Northwestern University

On the proper(ty) treatment of bare plurals

Thursday March 3, 2005 at 12:30 PM, location TBD

 

Whereas English bare plurals exhibit kind, generic, and existential readings, Spanish bare plurals only allow existential readings. Relatedly, English bare plurals can occur in virtually any syntactic position, whereas Spanish bare plurals are restricted to (essentially) VP-internal positions.

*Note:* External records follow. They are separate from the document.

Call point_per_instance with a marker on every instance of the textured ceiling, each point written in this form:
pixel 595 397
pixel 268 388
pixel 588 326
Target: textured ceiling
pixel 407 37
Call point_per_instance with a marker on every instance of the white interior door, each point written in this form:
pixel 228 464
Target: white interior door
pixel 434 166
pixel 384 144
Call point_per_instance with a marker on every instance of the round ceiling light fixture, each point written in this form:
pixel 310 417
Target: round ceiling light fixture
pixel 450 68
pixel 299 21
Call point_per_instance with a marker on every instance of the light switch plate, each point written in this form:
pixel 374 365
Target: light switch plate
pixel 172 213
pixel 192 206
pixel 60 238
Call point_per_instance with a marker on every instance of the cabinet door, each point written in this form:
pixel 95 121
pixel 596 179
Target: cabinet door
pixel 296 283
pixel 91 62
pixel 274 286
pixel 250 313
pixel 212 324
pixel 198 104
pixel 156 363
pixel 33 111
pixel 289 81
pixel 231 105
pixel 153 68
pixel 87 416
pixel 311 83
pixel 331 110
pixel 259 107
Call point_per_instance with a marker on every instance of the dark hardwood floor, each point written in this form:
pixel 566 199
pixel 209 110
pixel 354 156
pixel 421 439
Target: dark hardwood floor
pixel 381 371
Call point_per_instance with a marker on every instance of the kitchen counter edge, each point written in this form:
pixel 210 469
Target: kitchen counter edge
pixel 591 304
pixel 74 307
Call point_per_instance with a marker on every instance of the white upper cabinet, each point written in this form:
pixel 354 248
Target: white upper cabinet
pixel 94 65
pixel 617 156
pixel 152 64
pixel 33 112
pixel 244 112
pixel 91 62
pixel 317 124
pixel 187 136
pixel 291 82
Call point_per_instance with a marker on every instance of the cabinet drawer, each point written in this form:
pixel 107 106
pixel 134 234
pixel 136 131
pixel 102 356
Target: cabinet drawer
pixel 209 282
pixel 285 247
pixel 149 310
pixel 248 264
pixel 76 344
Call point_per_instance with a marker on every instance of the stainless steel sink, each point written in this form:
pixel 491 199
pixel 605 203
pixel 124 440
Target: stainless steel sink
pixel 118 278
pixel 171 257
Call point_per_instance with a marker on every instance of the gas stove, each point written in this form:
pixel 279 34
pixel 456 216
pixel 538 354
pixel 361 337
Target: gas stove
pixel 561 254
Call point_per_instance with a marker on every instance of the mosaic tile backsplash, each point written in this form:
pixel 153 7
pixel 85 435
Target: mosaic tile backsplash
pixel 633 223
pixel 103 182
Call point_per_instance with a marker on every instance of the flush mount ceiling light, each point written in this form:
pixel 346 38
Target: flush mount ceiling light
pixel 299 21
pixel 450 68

It has been proposed (e.g., Contreras 1986, Longobardi 1994, Chierchia 1998) that both the syntactic and semantic restrictions in Spanish fall out from a single (purely) syntactic source: Spanish bare plurals contain a null determiner which is only licensed inside VP. Given a theory of syntax-semantics mapping in which VP-internal elements map to a domain of existential closure, the syntactic restriction then accounts for the limited range of interpretations. Although it is appealing, I show that this account is empirically inadequate. Instead, I argue that the syntactic restrictions fall out from the semantic representation of Spanish bare plurals. In particular, I show that Spanish bare plurals are unambiguously property-denoting and, due to properties of the syntax-information structure-semantics interface, these NPs can only be accomodated in certain syntactic positions. In English, on the other hand, bare plurals are ambiguously kind-denoting or property-denoting. I discuss the morpho-syntactic spell-out rules in the two languages that account for the difference in possible denotations for bare plurals.